Categories: Crawling, indexing & ranking :

Googlebot trying to crawl Javascript strings as URLs

Showing 1-4 of 4 messages
Googlebot trying to crawl Javascript strings as URLs BugSlayer 5/20/10 11:50 AM
I have read the FAQs and checked for similar issues: YES
My site's URL is: priacta.com/trog
Description:

We had a strange 404 error in our logs today. The user agent was googlebot, and the IP checks out:
  Type          : 404
  Page          : www.priacta.com/downloads/download.com
  Referred from : Unknown
  Time          : 20/05/2010 03:34:57
  From IP       : 66.249.65.175
  User Agent    : Mozilla/5.0 (compatible; Googlebot/2.1; +http://www.google.com/bot.html)

Some of our pages contain the following (in a script tag), which I think is how Googlebot got confused:

$('div.downloaddotcom a').click(function(){
    urchinTracker ('/downloads/download.com');
});

Googlebot obviously decided that the string looked like a URL, and tried to crawl it. There are two problems with this. First, it isn't a URL, and crawling it pollutes our logs. If you start crawling arbitrary javascript strings, where will the madness stop?

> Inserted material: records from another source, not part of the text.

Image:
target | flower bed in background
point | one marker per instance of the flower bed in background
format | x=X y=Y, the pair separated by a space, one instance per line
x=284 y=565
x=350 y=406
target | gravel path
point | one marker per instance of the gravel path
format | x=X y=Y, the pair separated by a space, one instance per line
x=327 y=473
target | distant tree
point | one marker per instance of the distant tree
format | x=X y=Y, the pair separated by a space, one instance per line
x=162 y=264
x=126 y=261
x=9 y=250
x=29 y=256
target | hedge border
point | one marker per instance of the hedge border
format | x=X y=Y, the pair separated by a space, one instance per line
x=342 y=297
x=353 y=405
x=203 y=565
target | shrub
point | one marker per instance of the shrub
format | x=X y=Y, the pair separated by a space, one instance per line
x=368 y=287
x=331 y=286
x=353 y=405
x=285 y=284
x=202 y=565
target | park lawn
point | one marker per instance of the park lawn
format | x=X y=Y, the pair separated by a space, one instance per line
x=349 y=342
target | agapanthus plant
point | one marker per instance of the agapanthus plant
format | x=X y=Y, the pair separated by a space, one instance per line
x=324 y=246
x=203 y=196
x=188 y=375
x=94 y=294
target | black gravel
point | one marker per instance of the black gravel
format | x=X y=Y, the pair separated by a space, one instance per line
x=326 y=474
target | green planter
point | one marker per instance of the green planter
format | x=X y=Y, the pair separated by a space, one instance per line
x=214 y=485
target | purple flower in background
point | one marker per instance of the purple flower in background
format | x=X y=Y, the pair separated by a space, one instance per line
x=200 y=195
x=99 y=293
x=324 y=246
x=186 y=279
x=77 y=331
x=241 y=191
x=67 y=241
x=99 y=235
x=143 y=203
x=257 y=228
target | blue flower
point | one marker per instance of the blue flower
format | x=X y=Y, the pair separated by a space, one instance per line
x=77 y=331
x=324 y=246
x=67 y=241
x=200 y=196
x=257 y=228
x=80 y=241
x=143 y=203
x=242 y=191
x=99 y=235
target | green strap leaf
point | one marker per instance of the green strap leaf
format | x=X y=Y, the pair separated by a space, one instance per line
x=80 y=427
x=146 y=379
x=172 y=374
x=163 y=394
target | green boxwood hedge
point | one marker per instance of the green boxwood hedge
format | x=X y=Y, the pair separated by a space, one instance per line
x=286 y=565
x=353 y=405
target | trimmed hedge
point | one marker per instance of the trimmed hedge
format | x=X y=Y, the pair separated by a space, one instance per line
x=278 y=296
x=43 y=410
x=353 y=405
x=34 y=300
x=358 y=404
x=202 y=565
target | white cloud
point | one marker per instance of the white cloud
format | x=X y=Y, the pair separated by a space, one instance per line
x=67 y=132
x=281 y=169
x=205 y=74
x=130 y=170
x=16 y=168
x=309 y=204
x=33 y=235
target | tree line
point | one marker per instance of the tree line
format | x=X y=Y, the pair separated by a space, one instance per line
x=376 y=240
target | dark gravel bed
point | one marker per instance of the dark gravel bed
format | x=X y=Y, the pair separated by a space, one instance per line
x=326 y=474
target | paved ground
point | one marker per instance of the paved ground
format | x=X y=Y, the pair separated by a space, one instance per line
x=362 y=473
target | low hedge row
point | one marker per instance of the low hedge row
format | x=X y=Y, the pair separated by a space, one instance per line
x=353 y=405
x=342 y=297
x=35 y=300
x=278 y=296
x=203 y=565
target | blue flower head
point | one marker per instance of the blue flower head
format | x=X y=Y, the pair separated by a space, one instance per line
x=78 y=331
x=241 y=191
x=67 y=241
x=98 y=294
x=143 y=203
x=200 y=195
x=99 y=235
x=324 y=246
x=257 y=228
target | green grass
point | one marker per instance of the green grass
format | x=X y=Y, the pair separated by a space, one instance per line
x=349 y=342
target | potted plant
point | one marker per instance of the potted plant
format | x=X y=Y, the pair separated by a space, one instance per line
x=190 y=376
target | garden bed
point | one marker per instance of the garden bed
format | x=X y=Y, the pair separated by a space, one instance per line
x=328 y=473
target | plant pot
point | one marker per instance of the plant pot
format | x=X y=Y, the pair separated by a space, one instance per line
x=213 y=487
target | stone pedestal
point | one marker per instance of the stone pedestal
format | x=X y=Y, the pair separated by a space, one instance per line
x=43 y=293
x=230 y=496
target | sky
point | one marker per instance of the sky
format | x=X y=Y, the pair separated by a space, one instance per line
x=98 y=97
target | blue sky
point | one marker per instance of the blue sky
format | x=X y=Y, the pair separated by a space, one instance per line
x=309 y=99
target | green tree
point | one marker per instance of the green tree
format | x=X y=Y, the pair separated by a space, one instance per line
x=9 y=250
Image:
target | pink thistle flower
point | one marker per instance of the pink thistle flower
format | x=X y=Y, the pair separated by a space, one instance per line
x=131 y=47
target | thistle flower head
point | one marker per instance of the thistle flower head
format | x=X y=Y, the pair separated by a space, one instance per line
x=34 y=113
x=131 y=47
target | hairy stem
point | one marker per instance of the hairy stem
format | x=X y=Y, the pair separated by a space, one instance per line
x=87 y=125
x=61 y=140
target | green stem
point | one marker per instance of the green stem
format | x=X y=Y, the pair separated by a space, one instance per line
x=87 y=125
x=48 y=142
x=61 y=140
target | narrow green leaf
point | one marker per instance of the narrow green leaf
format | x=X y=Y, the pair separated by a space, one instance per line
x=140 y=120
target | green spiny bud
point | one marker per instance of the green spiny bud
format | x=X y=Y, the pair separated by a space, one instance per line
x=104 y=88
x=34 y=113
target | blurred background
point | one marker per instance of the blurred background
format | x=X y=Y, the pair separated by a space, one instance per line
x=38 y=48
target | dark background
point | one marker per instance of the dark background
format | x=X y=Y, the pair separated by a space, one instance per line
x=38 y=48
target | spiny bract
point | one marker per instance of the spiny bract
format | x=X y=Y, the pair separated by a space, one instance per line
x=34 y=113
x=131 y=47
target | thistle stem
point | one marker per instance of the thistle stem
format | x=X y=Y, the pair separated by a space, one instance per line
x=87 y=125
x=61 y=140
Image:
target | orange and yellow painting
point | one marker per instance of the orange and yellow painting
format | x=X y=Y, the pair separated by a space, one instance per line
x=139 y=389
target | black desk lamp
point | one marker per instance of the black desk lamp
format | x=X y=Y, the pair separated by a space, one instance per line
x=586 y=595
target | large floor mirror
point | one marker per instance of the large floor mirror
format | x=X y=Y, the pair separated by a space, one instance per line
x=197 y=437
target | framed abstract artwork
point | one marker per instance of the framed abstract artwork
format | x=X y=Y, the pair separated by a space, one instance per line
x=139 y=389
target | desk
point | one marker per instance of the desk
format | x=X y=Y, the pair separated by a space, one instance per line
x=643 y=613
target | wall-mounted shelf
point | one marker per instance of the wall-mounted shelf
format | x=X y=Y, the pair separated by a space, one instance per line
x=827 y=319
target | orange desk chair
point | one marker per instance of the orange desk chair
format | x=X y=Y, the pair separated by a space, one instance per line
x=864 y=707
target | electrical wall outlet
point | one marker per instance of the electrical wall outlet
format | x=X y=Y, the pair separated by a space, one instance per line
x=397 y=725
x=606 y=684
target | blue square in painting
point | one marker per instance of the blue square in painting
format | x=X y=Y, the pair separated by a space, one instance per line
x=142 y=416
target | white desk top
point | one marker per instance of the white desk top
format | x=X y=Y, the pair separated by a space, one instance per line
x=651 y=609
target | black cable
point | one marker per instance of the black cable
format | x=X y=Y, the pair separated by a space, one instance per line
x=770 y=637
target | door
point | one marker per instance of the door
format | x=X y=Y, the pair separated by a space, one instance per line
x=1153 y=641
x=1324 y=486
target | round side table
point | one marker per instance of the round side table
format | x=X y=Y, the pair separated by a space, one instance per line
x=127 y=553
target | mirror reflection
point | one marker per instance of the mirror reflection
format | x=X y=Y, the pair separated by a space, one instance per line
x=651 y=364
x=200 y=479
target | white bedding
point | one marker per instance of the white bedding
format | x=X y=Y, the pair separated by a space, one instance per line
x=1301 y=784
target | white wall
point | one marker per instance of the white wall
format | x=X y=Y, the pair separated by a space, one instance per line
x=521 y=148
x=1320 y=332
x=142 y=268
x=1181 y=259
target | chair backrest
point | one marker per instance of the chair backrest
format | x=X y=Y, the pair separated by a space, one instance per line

Second, it is common practice for web masters to use javascript to create links that work for users, but aren't observed by spiders, and Googlebot is obviously trying aggressively to work around this. I think I have a problem with that.
Re: Googlebot trying to crawl Javascript strings as URLs Ricky Roma 5/20/10 12:04 PM
If your unhappy with Google crawling your site/pages - Im sure you are aware of methods to prevent the bot crawling.
Then you won't have a problem.
Re: Googlebot trying to crawl Javascript strings as URLs luzie 5/20/10 12:13 PM
Hi BugSlayer,

well, I admit this is a bit funny ... :D ... yet doesn't really do any harm - and isn't wrong  on Google's side either. I mean "/downloads/download.com" definitely is an URL (a relative address), and as long as it's there in the script for some reason, Google will try to crawl it. If you say you don't like your logs to be polluted with this kind of entries, either filter the log - or exclude any (pseudo-) address of the kind from crawling in your robots.txt file perhaps.

-luzie-
Re: Googlebot trying to crawl Javascript strings as URLs webado 5/20/10 3:09 PM
Or fix the javascript code to prevent robots from crawling it: either move it to an externl js script, or add CDATA and/or html comment tags.